Теперь ему нужно подняться наверх, взять свой спортивный рюкзак, выйти (хлопнув дверью), достать велик и укатить навстречу ветрам, как настоящему герою, прочь из города. У первого же подходящего телефона он останавливается и прилаживает свое приспособление.
Чпок.
Раздается звонок. Спенсер берет трубку.
– Вы понимаете, что вы всем вредите, – говорит Роберт Уокер. По голосу ему можно дать лет 35–40, и Спенсер предполагает, что в школе он наверняка увлекался контактными видами спорта. «Лига Смелых № 5», или первый тур «Реал Трофи», или «Объединенная Лига Невила-Овиндена». Он любит свою работу. – Вы всем вредите, а особенно – бедным людям, которым бывает нужно срочно позвонить, если они попали в беду, всякое может случиться. В конце концов, мы вас поймаем. Таксофоны принадлежат всем, они существуют не для того, чтобы их грабили такие идиоты, как вы.
Спенсер бросает трубку, и оставляет ее болтаться на проводе. Он садится на рюкзак. Подперев голову руками, сидит и слушает металлический голос, вылетающий из трубки, слушает, искренне желая себе другой жизни, в которой ему бы не пришлось взламывать общественные телефоны. Отец продает телевизор. Отец и сын целыми вечерами читают приличные газеты «Таймс», или «Телеграф», или «Индепендент» и мило обсуждают классические произведения Джорджа Оруэлла, или Джейн Остен, или Джека Лондона.
Ах, эта сладкая спокойная жизнь, эта dolce vita. И вот Спенсер легко проходит отбор в театральную школу, очень скоро становится одним из талантливейших актеров своего поколения, билеты только на стоячие места в «Адельфи», или в «Олд Вик», или в «Шафтсбери». Критики утверждают что он неотразим на сцене, у него хороший королевский английский, и он умело передает резкую смену настроений своих героев, или отзываются о нем, как о чем-то выдающемся, или свежем веянье на театральной сцене, или как о поистине одаренном молодом человеке.

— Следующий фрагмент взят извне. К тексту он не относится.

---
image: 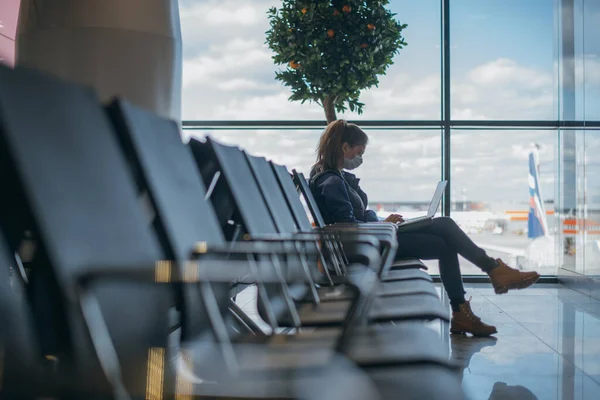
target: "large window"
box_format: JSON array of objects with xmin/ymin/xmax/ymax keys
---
[
  {"xmin": 452, "ymin": 130, "xmax": 561, "ymax": 275},
  {"xmin": 180, "ymin": 0, "xmax": 600, "ymax": 276},
  {"xmin": 180, "ymin": 0, "xmax": 441, "ymax": 120},
  {"xmin": 450, "ymin": 0, "xmax": 556, "ymax": 120}
]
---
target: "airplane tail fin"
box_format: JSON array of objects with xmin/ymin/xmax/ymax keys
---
[{"xmin": 528, "ymin": 145, "xmax": 548, "ymax": 239}]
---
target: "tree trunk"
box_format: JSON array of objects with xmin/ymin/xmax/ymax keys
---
[{"xmin": 323, "ymin": 96, "xmax": 337, "ymax": 124}]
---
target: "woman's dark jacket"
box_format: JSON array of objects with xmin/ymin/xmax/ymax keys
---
[{"xmin": 310, "ymin": 166, "xmax": 379, "ymax": 224}]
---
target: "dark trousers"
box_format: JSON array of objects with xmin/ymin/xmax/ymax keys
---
[{"xmin": 396, "ymin": 217, "xmax": 496, "ymax": 300}]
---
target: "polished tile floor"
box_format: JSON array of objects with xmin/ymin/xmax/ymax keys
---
[
  {"xmin": 237, "ymin": 284, "xmax": 600, "ymax": 400},
  {"xmin": 450, "ymin": 284, "xmax": 600, "ymax": 400}
]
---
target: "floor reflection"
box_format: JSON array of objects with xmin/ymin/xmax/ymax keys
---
[{"xmin": 442, "ymin": 284, "xmax": 600, "ymax": 400}]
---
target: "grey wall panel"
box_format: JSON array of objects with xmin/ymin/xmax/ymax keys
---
[{"xmin": 16, "ymin": 0, "xmax": 182, "ymax": 122}]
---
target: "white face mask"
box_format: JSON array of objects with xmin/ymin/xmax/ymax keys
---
[{"xmin": 344, "ymin": 156, "xmax": 362, "ymax": 170}]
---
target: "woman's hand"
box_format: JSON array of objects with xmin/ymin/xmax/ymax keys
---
[{"xmin": 384, "ymin": 214, "xmax": 404, "ymax": 224}]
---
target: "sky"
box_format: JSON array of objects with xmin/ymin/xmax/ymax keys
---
[
  {"xmin": 0, "ymin": 0, "xmax": 600, "ymax": 204},
  {"xmin": 180, "ymin": 0, "xmax": 600, "ymax": 204}
]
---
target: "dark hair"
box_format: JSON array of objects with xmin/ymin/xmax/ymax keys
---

Роберт Уокер не умолкает, и Спенсер толкает трубку, чтобы тот мог покачаться еще. Он никуда не торопится, сидит и смотрит в одну точку, затаив дыхание, размышляя над тем, что жизнь задолжала ему чудо как компенсацию за Рэйчел. Он требует вернуть долг. Его время, лишенное чудес, уже в прошлом.
1/11/93 понедельник 12:22
Вернувшись в сарай, Уильям, наконец, смог перевести дух и не пытаться больше казаться невежливым. Может, Хейзл права – иногда действительно необходимо отключаться от окружающего мира и просто жить, но это только снаружи. Здесь, в сарае, он мог позволить себе не спешить и понимал, что дело вовсе не в количестве предметов, потому что он бы справился с любым количеством, а в том, насколько это количество укладывается в систему.
Помимо стопки желтых ведер, верхнее с водой, где плавали две оставшиеся рыбки, в сарае имелась проволочная клетка, набитая старыми газетами, и три телевизора, поставленных один на другой, снизу самый большой, сверху самый маленький. Там валялись несколько цветных формочек для песка и сумка с двумя отделениями, забитая дешевыми видеокассетами: «Балкон», «Адский уголок», «Дьявольская поездка» и «Так ты хочешь быть хирургом?» На полу валялась упаковка «Маноплакса» – снятого с производства сердечного лекарства, – рядом стояла миниатюрная Статуя Свободы, складная шахматная доска с фигурками внутри, стремянка, а также полное собрание кроссвордов «Таймс» («Гигантский сборник кроссвордов "Таймс"», «Краткий гигантский сборник кроссвордов "Таймс"» и «Юбилейные головоломки «Таймс», 1932–1987»). Кажется, где-то здесь должны быть несколько романов из библиотеки Британского совета в Берне и пара настоящих кожаных прихваток для печки из ПВХ с Чарльзом и Ди. И еще здесь находился альбомчик с карикатурами на известных людей, включая Джона Мэйджора, Федерико Феллини, Барбару Миллз, Ривера Феникса, Мальколма Рэйли, Марадону, Эмму Томпсон и «Королеву».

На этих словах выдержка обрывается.